As homenagens ao senador Darcy Ribeiro, merecidas pelo que ele fez em favor da cultura brasileira, vieram, como quase sempre acontece no Brasil, fora de hora, isto é, depois de sua morte. Em vida, à exceção das deferências que o Senado lhe fazia, nos últimos tempos, devido à sua doença, o criador da UnB e dos CIEPs, ministro da Casa Civil de João Goulart e vice-governador do Rio, no governo Leonel Brizola, sofreu grandes dissabores e teve de deixar o País às pressas, em consequência do golpe de 1964. Nessa ocasião, Darcy tentou, no Palácio do Planalto, organizar uma resistência suicida ao movimento contra Goulart e, por isso, caiu em desgraça junto aos vitoriosos.
Em face das homenagens que lhe foram prestadas, dir-se-ia que Darcy, embora no sentido figurado e não literal - como se disse do gigante duque de Guise - ficou maior depois de morto.
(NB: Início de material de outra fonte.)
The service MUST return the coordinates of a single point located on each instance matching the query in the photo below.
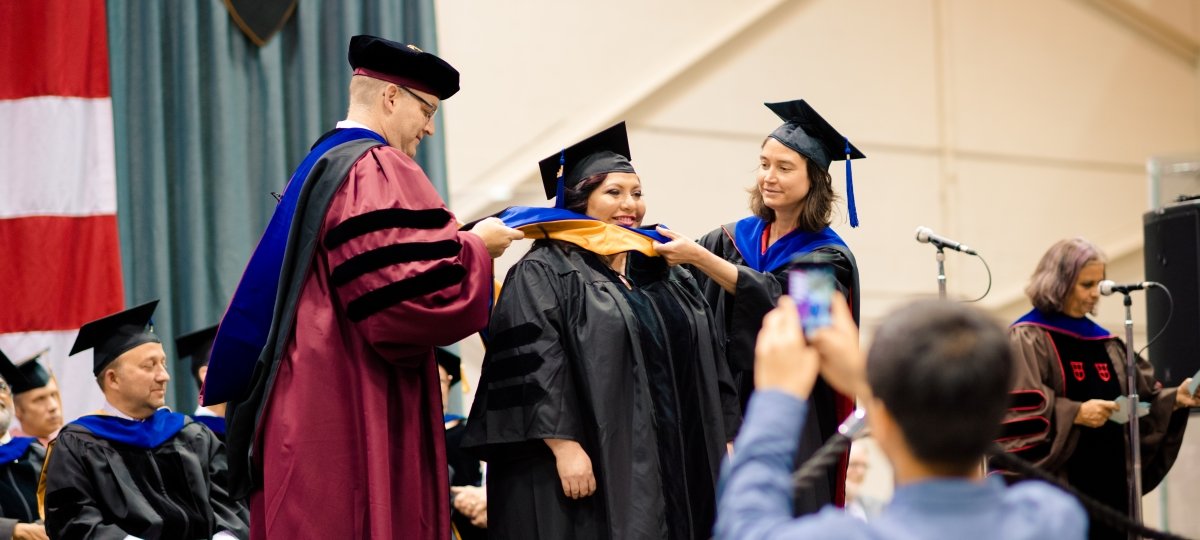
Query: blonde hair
(1056, 273)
Era essa, no entanto, a estatura do grande homem de ação e de idéias, maior do que a dimensão física que o mineiro de Montes Claros e senador pelo Rio teve em vida.
No pleito de senadores a que ele concorreu e foi eleito em 1990, sua chapa tinha dois suplentes: o ex-deputado Doutel de Andrade e o Líder das causas negras no Brasil, Abdias do Nascimento.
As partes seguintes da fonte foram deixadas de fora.